The short answer is no. Owning a property in your own name and then renting it to yourself is not going to go down well with the Australian Taxation Office (ATO).
The longer answer is maybe because of something called “at arm’s length”. We will discuss this later. But first let’s look in more detail about owning the property in your own name and renting it to yourself.
Owning the property in your own name
The ATO will look at the purposes of transactions and will consider you owning and living in a property to be a personal expense (this is an important concept to understand).
It’s not considered to be a business expense or an income-producing expense. These are what make things tax-deductible.
However purchasing an investment property and renting it out to someone else will generate real income and thus will be tax-deductible. Just like a business would need to pay their business expenses in order to make a profit (and claim those expenses) you would then be able to claim a variety of tax-deductions.
Personal expenses
Renting a property from yourself and to yourself is going to be a personal expense no matter which way you try and spin it. The ATO is going to see that as a personal expense and you’re highly likely to get audited.

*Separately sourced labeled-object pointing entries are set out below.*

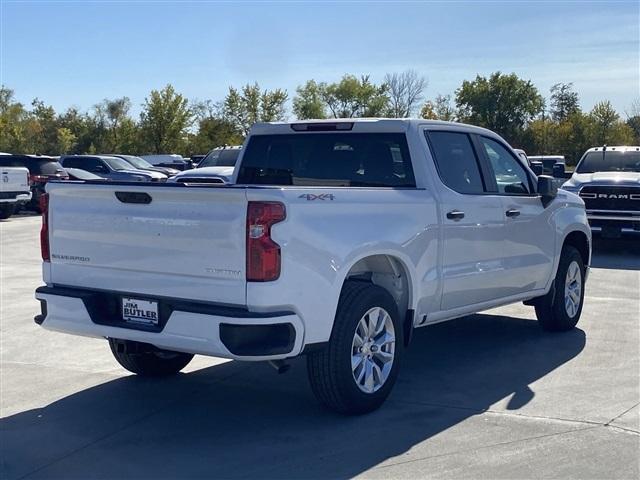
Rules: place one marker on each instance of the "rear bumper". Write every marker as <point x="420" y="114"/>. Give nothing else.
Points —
<point x="614" y="222"/>
<point x="192" y="327"/>
<point x="13" y="197"/>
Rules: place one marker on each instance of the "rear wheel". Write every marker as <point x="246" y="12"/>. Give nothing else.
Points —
<point x="355" y="373"/>
<point x="6" y="210"/>
<point x="147" y="360"/>
<point x="560" y="309"/>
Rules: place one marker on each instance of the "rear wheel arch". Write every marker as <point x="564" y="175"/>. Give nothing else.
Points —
<point x="580" y="241"/>
<point x="387" y="271"/>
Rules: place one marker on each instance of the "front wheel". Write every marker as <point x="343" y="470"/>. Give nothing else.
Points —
<point x="147" y="360"/>
<point x="560" y="309"/>
<point x="355" y="373"/>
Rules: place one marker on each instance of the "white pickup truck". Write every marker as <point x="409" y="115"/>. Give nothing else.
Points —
<point x="14" y="190"/>
<point x="334" y="240"/>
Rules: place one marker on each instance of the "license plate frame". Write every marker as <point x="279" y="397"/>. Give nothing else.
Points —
<point x="139" y="311"/>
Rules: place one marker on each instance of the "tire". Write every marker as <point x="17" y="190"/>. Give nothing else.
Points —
<point x="6" y="210"/>
<point x="147" y="360"/>
<point x="330" y="371"/>
<point x="557" y="310"/>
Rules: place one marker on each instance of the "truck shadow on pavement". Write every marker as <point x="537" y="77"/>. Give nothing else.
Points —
<point x="619" y="254"/>
<point x="243" y="420"/>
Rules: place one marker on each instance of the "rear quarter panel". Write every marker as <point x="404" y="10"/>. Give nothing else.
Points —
<point x="322" y="239"/>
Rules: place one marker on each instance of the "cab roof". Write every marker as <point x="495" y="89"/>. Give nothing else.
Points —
<point x="620" y="148"/>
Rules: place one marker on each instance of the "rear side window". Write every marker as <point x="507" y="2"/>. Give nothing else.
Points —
<point x="456" y="161"/>
<point x="36" y="166"/>
<point x="332" y="159"/>
<point x="509" y="173"/>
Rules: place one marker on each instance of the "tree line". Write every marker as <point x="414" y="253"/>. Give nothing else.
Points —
<point x="170" y="123"/>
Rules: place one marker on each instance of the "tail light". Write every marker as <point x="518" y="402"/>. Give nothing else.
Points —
<point x="263" y="254"/>
<point x="44" y="231"/>
<point x="38" y="179"/>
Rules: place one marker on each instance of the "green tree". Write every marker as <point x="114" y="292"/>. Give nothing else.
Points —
<point x="66" y="141"/>
<point x="502" y="103"/>
<point x="249" y="105"/>
<point x="608" y="128"/>
<point x="214" y="132"/>
<point x="113" y="116"/>
<point x="633" y="120"/>
<point x="309" y="101"/>
<point x="439" y="109"/>
<point x="43" y="129"/>
<point x="12" y="122"/>
<point x="564" y="101"/>
<point x="405" y="92"/>
<point x="356" y="97"/>
<point x="164" y="121"/>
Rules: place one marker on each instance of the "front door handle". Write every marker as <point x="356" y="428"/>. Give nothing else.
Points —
<point x="455" y="215"/>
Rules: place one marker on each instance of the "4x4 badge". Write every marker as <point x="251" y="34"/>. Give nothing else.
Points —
<point x="322" y="196"/>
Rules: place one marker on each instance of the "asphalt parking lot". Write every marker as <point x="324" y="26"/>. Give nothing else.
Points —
<point x="486" y="396"/>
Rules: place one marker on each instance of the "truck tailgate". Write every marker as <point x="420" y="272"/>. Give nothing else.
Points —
<point x="187" y="242"/>
<point x="14" y="181"/>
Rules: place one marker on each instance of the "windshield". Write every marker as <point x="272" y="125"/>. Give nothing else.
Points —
<point x="137" y="161"/>
<point x="610" y="161"/>
<point x="220" y="158"/>
<point x="117" y="163"/>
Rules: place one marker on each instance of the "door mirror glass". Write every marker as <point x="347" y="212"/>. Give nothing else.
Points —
<point x="559" y="171"/>
<point x="547" y="189"/>
<point x="536" y="167"/>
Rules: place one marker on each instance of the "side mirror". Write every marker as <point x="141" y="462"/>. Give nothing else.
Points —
<point x="536" y="167"/>
<point x="559" y="170"/>
<point x="547" y="189"/>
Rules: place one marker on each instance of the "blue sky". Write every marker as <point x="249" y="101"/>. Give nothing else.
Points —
<point x="77" y="53"/>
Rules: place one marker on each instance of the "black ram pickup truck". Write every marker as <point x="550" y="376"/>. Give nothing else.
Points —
<point x="608" y="180"/>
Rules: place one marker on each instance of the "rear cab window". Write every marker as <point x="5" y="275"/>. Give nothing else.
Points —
<point x="328" y="159"/>
<point x="456" y="161"/>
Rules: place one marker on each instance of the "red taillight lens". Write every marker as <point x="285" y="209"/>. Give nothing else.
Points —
<point x="38" y="179"/>
<point x="44" y="231"/>
<point x="263" y="254"/>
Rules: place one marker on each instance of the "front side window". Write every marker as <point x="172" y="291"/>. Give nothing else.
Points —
<point x="456" y="161"/>
<point x="328" y="159"/>
<point x="511" y="177"/>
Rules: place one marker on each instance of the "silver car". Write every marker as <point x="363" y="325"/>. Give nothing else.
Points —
<point x="113" y="168"/>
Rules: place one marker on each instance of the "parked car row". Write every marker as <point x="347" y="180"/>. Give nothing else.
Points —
<point x="338" y="240"/>
<point x="39" y="169"/>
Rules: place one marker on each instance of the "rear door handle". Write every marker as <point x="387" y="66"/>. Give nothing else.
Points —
<point x="455" y="215"/>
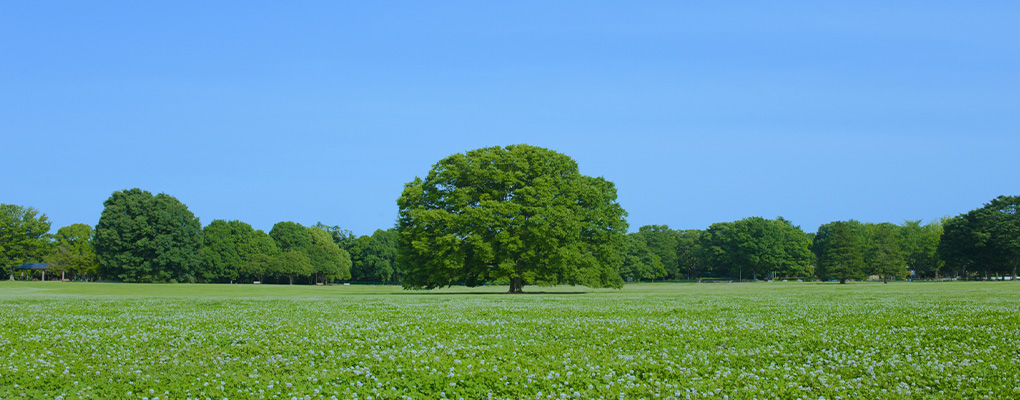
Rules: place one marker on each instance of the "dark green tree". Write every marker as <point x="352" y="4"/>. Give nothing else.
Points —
<point x="146" y="238"/>
<point x="883" y="255"/>
<point x="72" y="251"/>
<point x="374" y="257"/>
<point x="23" y="236"/>
<point x="839" y="247"/>
<point x="341" y="237"/>
<point x="228" y="246"/>
<point x="519" y="213"/>
<point x="920" y="246"/>
<point x="689" y="254"/>
<point x="662" y="241"/>
<point x="640" y="262"/>
<point x="292" y="264"/>
<point x="291" y="236"/>
<point x="756" y="246"/>
<point x="984" y="240"/>
<point x="329" y="262"/>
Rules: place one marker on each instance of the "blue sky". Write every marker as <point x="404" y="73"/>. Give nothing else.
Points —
<point x="700" y="112"/>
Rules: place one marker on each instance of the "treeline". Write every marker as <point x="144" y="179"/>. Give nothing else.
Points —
<point x="154" y="238"/>
<point x="983" y="243"/>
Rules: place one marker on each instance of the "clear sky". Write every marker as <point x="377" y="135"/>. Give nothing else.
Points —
<point x="699" y="111"/>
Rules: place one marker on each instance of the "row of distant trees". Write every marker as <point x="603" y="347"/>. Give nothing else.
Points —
<point x="154" y="238"/>
<point x="981" y="243"/>
<point x="147" y="238"/>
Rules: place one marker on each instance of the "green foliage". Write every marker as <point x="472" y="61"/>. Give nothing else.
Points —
<point x="291" y="264"/>
<point x="640" y="262"/>
<point x="22" y="236"/>
<point x="374" y="257"/>
<point x="755" y="246"/>
<point x="883" y="255"/>
<point x="228" y="246"/>
<point x="342" y="237"/>
<point x="920" y="246"/>
<point x="662" y="241"/>
<point x="328" y="261"/>
<point x="984" y="240"/>
<point x="146" y="238"/>
<point x="519" y="213"/>
<point x="72" y="251"/>
<point x="690" y="255"/>
<point x="291" y="236"/>
<point x="839" y="247"/>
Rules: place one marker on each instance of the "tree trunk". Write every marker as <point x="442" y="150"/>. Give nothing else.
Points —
<point x="516" y="286"/>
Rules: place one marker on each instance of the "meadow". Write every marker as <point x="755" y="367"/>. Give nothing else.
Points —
<point x="648" y="341"/>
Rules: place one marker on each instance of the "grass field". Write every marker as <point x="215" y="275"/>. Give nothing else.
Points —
<point x="737" y="341"/>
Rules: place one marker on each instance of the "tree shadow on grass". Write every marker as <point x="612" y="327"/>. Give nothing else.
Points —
<point x="482" y="293"/>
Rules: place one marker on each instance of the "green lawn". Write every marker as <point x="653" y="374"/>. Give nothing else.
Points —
<point x="779" y="340"/>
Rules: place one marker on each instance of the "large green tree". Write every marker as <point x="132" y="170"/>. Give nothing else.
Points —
<point x="228" y="246"/>
<point x="374" y="257"/>
<point x="640" y="262"/>
<point x="690" y="257"/>
<point x="755" y="246"/>
<point x="839" y="247"/>
<point x="662" y="241"/>
<point x="920" y="247"/>
<point x="883" y="255"/>
<point x="291" y="236"/>
<point x="518" y="213"/>
<point x="329" y="262"/>
<point x="343" y="238"/>
<point x="291" y="264"/>
<point x="72" y="251"/>
<point x="23" y="236"/>
<point x="146" y="238"/>
<point x="985" y="240"/>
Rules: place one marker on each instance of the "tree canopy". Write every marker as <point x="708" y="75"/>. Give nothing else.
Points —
<point x="374" y="257"/>
<point x="519" y="213"/>
<point x="72" y="251"/>
<point x="839" y="247"/>
<point x="985" y="240"/>
<point x="23" y="236"/>
<point x="146" y="238"/>
<point x="755" y="246"/>
<point x="228" y="247"/>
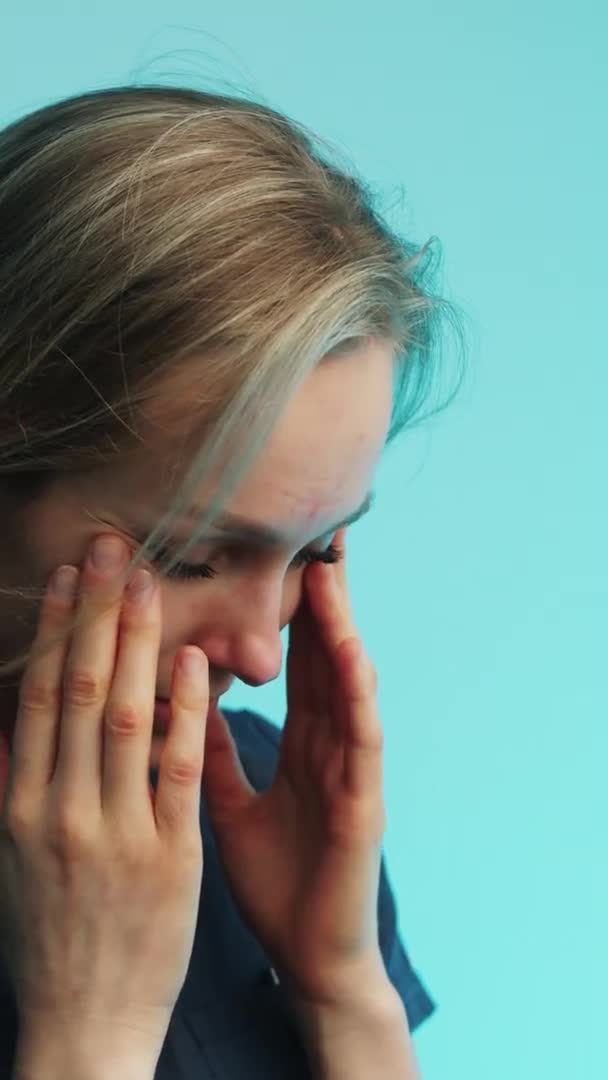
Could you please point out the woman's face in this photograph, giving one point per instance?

I do suggest that you go and see a professional tax accountant about this, and they can discuss it with you in more detail.
At arm’s length
“At arm’s length” is a clause that people have used to rent properties to themselves in a roundabout way. I highly recommend that you speak to a tax accountant before doing this. Please note that the following information is for general educational purposes only.
The term “at arm’s length” is not clearly defined. It essentially means that if the person renting the property and the person they’re renting it to are at arm’s lengths to each other.
I say “some” situations and I say “can” be legal because every situation is different.
Trust structures and beneficiaries
You would firstly need to own the property in a trust structure. You would be a beneficiary of that trust. This means that if money comes in then you — as a beneficiary — could pay yourself. The trust would then lease the property to a company. You may choose to be the director of that company.
Ultimately the trust would be leasing to a company as opposed to you leasing to yourself. This is why, in some situations, this can work. But again I say “some” situations. Obviously this is a very complicated area of tax law. Please seek financial advice.
Why would you want to rent your own investment property?
On the surface it sounds great. We can rent out our property and claim all of these expenses to get a tax refund. That sounds great, doesn’t it?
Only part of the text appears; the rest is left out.